I’ll Be There

by alexfckingnovak



Category: Shadowhunters (TV)
Genre: Alec Lightwood Deserves Nice Things, Alternate Universe - Canon Divergence, Angst, Bad Parent Robert Lightwood, Dialogue Heavy, Emotional Hurt/Comfort, Heavy Angst, Human Alec Lightwood, Hurt Alec Lightwood, Hurt/Comfort, M/M, Past Abuse, This took me a week to write, human Magnus bane, p a i n, this is part of my social media au on twitter
Language: English
Status: Completed
Published: 2019-06-10
Updated: 2019-06-10
Packaged: 2020-04-23 18:38:27
Rating: General Audiences
Warnings: Creator Chose Not To Use Archive Warnings
Chapters: 1
Words: 2,197
Publisher: archiveofourown.org
Story URL: https://archiveofourown.org/works/19156690
Author URL: https://archiveofourown.org/users/alexfckingnovak/pseuds/alexfckingnovak
Summary: In which Magnus texts Alec at 2AM after they recently got back together, asking him why he reacted the way he did. Alec tells him to meet him outside the old cathedral.I suck at descriptions, but basically Alec tells Magnus about his childhood and past abusive relationships, and Magnus comforts him.





	I’ll Be There

**Author's Note:**

> This is part of my social media AU on twitter, so some things may not make perfect sense, but it is still able to be read as a one shot so don’t worry.
> 
> I hope you all enjoy

Night time had always been Alec’s favorite. Ever since he became a teenager he would sneak out of his window and just walk around his neighborhood. The darkness that surrounded him didn’t yell at him for getting a B- on his AP Stat test, and the cold air didn’t force him to date that girl, Lydia, either. The silence was comforting, and often times the only moment of peace and quiet he had in a day. However, once he moved to New York City he stopped going out at night. That is, until now. 

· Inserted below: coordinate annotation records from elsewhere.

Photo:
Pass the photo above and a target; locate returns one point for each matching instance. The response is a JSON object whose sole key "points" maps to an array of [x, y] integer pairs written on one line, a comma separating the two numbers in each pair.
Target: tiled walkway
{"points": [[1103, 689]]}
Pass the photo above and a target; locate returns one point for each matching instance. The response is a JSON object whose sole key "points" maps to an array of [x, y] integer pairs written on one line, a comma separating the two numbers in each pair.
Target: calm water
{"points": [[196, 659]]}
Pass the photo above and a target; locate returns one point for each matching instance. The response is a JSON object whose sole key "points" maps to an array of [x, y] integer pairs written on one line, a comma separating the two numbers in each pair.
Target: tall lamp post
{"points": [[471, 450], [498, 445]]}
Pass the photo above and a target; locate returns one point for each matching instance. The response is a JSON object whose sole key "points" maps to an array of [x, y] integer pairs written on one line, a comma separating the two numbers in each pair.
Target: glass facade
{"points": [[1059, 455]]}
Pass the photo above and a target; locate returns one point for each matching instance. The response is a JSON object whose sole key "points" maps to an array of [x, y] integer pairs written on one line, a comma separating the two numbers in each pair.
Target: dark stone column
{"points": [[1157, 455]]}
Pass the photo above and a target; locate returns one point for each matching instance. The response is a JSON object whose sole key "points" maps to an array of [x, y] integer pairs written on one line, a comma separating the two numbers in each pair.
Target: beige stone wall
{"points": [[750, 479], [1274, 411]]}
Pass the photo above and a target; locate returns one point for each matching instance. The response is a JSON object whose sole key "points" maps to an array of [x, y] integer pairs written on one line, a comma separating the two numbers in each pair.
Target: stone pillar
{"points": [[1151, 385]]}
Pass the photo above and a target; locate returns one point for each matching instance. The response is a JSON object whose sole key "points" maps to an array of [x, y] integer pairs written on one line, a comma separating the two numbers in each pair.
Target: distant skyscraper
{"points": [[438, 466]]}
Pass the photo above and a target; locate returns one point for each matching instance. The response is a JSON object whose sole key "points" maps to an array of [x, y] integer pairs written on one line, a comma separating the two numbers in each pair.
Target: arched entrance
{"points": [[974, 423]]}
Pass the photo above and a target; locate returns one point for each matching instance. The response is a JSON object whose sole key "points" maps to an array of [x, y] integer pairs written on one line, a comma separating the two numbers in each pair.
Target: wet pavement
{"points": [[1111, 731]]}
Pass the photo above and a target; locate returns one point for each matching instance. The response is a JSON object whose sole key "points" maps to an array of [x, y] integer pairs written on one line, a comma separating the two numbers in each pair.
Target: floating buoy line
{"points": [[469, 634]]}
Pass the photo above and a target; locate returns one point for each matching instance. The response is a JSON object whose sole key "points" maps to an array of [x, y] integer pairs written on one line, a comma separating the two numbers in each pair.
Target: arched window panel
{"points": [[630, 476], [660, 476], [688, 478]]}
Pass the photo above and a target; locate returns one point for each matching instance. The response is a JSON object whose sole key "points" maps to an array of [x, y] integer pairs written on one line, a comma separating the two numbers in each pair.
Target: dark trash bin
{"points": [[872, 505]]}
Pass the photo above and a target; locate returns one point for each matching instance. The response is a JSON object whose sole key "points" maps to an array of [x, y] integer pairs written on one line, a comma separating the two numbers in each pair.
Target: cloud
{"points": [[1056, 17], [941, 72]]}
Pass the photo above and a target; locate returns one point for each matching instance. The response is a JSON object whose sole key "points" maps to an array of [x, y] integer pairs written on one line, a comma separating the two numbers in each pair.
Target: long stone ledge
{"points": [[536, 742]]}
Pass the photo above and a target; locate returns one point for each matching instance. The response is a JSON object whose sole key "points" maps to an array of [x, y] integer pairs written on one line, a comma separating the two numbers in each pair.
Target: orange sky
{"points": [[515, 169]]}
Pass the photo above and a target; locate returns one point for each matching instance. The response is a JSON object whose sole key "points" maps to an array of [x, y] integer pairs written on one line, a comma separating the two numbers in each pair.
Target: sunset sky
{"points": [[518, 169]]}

Even in total darkness the heat was palpable, drops of sweat were rolling down his back and an uncomfortable mist settled on his brow. Summer in New York had always been hell, the large buildings that surrounded them locked in all of the heat and humidity. A part of him was glad that they were meeting at night, he didn’t want to imagine how he’d feel with the sun glaring down on him.

By the time he finally reached the outskirts of the city he had formulated about five plans of action, but none of them seemed good enough. How was he meant to talk about this? Alec had always expressed his feelings through actions, not words, but it’s not like he can do some stupid dance and have Magnus understand. Where would he even start? 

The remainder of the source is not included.